As part of the primary research, the team conducted field visits to two key seaweed cultivation regions: (a) the Barisal–Patuakhali Belt (Kuakata) and (b) the Chattogram Belt (Nuniarchar, Reju Canal, Khurushkul, and Moheshkhali).
The quantitative survey focused on two groups: (i) active seaweed farmers, with 85 samples collected, and (ii) non-farmers, with 39 samples from individuals who had ceased or tried seaweed cultivation once, those engaged in related farming activities, and residents of seaweed-prone areas.
To triangulate findings, the team conducted 15 Key Informant Interviews (KIIs) with input market actors, forward market actors (collectors, traders, retailers), HORECA representatives in Cox’s Bazar and Dhaka, animal feed manufacturers, academicians, government agencies and research institutes (Bangladesh Fisheries Research Institute [BFRI], Bangladesh Agricultural Research Institute [BARI]), entrepreneurs, and seaweed technical experts.
Additionally, the team carried out 21 in-depth interviews (IDIs) with producers, 10 IDIs with consumers (urban and rural), and four focus group discussions (FGDs) with male and female farmers in both the Kuakata and Cox’s Bazar regions.
Figure: Snippets from Field Visits in Kuakata and Cox’s Bazar
In the analysis stage, the team assessed the profitability of seaweed farming across species, cultivation methods, and processing options, mapped the value chain using a participatory approach to identify actors, relationships, inefficiencies, and climate vulnerabilities, evaluated farmers’ knowledge, skills, and motivation to pinpoint capacity gaps, and developed a feasibility framework to guide opportunities, constraints, and potential for success across production, markets, supply chains, finance, and environmental and social outcomes.
Through this study, LightCastle Partners conducted a comprehensive landscaping of Bangladesh’s nascent seaweed sector, examining its systems, stakeholders, regulators, and operational structures to uncover both its latent potential and inherent fragilities.
By systematically mapping the value chain and engaging stakeholders across farming communities, processors, traders, and urban buyers, the team was able to create a granular view of the sector’s current dynamics. This process highlighted persistent bottlenecks across production, post-harvest handling, market linkages, and governance, factors that continue to prevent the transition from scattered pilots to a cohesive industry.
The findings reveal that while coastal households view seaweed as a viable supplementary income, profitability remains constrained by weak consumer demand, dependence on project incentives, inconsistent product quality, and the absence of established industrial buyers.
LightCastle’s analysis highlights the opportunity to reposition the sector through high-value product development, industrial-scale processing pilots, and entrepreneur-led ventures.

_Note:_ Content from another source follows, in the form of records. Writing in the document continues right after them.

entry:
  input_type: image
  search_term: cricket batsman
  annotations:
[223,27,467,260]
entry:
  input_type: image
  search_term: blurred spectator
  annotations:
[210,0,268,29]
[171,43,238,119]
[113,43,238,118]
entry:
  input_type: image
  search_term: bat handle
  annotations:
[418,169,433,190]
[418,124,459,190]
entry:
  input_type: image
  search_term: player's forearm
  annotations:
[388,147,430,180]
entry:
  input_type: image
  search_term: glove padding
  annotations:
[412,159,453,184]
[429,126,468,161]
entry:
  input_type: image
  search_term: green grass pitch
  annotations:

Equally critical is building export readiness by introducing certification standards and embedding structured advocacy frameworks that translate research outputs into market applications, strengthen partnerships, and foster consumer trust in seaweed-based products.
This work provides a roadmap for GIZ and the Department of Fisheries to build on current interventions and gradually strengthen the seaweed value chain. By focusing on practical improvements in production, market linkages, and livelihoods, the sector can support coastal communities and contribute to Bangladesh’s emerging Blue Economy vision in a measured, sustainable way.